Sometimes flying stinks. Seriously, sometimes it stinks – as in being a downright putrid experience. If you’ve ever thought “There ought to be a law against people who turn the air in the cabin of an airliner rancid,” you’re in luck. It’s not exactly a law, per se, but most airlines have rules in their contracts of carriage that allow them to remove particularly smelly passengers if the stench is so bad that other travelers are sickened by it.
Certainly, it’s not fun for the crew members who must do that dirty deed.
So, what do you do if you’re on a flight and are seated next to, or near someone, with extraordinarily bad body odor or someone who has particularly smelly feet? Good manners would tell us to just suck it up and stay quiet. But some rare situations create a smell so rank that air travelers, even those with the best manners or the worst olfactory senses, can’t stomach it.
In such cases, travelers’ only real option is to bring the situation, and its overwhelming seriousness, to the flight crew’s attention. In the past, when planes typically flew much less full than today, it might have been possible for attendants to relocate passengers in the cabin to get them away from the source of the stench. Not today, when most planes are flying at 85% full and during prime traveling hours are completely full.
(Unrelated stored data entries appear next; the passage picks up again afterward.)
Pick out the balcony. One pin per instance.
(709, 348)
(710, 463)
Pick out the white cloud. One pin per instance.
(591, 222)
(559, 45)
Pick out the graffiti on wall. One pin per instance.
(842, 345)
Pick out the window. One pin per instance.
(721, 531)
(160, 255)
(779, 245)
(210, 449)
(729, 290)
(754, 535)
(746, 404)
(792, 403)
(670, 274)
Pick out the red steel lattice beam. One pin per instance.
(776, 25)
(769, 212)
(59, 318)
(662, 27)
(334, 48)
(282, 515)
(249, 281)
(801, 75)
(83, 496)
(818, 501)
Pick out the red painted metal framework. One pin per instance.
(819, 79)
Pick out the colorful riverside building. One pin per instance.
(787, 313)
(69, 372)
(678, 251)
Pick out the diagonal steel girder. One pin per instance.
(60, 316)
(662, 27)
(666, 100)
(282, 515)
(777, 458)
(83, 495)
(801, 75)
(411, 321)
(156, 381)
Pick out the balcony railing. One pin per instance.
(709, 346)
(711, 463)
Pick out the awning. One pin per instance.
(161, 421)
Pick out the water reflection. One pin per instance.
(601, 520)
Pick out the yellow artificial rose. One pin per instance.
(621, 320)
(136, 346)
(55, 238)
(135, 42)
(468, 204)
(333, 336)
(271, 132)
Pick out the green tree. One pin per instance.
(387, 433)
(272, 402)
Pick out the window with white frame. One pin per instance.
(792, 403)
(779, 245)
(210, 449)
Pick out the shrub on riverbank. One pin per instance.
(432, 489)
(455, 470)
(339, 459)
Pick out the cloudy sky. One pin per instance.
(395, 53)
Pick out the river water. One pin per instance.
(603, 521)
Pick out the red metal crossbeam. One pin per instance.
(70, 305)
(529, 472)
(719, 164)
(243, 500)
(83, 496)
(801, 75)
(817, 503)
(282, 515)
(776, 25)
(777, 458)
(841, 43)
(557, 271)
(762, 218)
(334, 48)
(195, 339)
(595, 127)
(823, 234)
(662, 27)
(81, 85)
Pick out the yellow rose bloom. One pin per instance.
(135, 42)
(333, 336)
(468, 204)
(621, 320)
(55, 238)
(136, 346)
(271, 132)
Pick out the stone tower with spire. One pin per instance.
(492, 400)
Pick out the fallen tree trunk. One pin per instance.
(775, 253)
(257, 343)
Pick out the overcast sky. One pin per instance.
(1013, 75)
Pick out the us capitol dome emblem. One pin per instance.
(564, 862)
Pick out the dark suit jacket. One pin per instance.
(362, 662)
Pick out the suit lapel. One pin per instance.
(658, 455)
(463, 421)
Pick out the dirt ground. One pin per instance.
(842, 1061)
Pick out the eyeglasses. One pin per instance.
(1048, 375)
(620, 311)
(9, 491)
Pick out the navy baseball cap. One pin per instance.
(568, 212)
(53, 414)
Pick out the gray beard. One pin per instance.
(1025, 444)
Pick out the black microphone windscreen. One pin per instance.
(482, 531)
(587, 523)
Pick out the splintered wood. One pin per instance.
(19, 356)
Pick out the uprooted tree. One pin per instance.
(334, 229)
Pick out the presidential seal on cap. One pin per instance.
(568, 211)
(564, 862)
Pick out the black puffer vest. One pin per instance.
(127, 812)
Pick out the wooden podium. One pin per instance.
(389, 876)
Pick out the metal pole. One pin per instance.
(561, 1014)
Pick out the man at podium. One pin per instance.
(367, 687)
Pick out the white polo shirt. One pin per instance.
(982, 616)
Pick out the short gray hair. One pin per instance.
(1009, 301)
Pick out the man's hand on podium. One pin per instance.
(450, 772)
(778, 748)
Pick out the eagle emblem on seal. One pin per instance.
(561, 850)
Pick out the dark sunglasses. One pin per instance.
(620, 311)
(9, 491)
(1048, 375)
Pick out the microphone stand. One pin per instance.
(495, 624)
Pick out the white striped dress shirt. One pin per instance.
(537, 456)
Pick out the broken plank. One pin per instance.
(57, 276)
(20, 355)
If enough passengers revolt in a polite, reasonable and non-threatening way, it’s possible that the crew will take quick action to eliminate the source of the disgusting odor. And by eliminate, I do mean removing the offender. Yes, that pretty much guarantees that the flight will be quite late and that everyone onboard will be inconvenienced. And that stinks, just not as bad as staying on the plane contaminated by the rotten smell of a putrid passenger.
Now we come across the conundrum of loose-fitting clothing versus tight clothing. While a loose-fitting top will not get you stopped, if your entire outfit looks a little like a clown suit, you may look like you are hiding something. This is not the look to go for when trying to get through security. Clothes that are way too tight are going to feel uncomfortable on a flight. Feet naturally expand during a flight and so wearing anything tight around your ankles and feet is not going to serve you well and could even be potentially dangerous on a long-haul flight. Choose something a little more loose-fitting that allows your skin to breathe.
I would advise against anything really constricting. You want to be the most comfortable you can be to avoid cramping, swelling, and anything that may affect you later. Allowing for healthy blood circulation is especially important to avoid deep vein thrombosis (DVT), which occurs when a blood clot forms in a vein, usually in the legs. It’s very important to be able to move around a bit in your seat – very difficult, I know – and keep your blood flowing. If you are tall, travel a lot, or are on a long flight, this is extremely important because you face the risk of developing DVT. More innocuously, swelling in the stomach can also occur, causing discomfort – especially if you’re in restrictive clothes. Bloating is a major issue, so wear something comfortable around your waist like elastic. As cute as they may be, tight leather pants probably aren’t the best.
It is surprising, but wearing anything that is provocative in terms of political message or that might offend other passengers could mean you are booted off your flight. If you’re unsure, ask your Mom or a good friend. If you’re unsure you could wear something to a family gathering, then it’s probably best to leave it in your suitcase. Color me silly, but when flying I prefer reading a magazine or a novel and not your T-shirt.
Bottom line: Keep it simple. Make sure to bring a few extra layers. Wear what is comfortable. If you’re a woman or a man that eschews stares, wear a scarf: It’s great as a blanket for when you nap and always makes any outfit look chic. Do remember, life’s too short to wear boring clothes.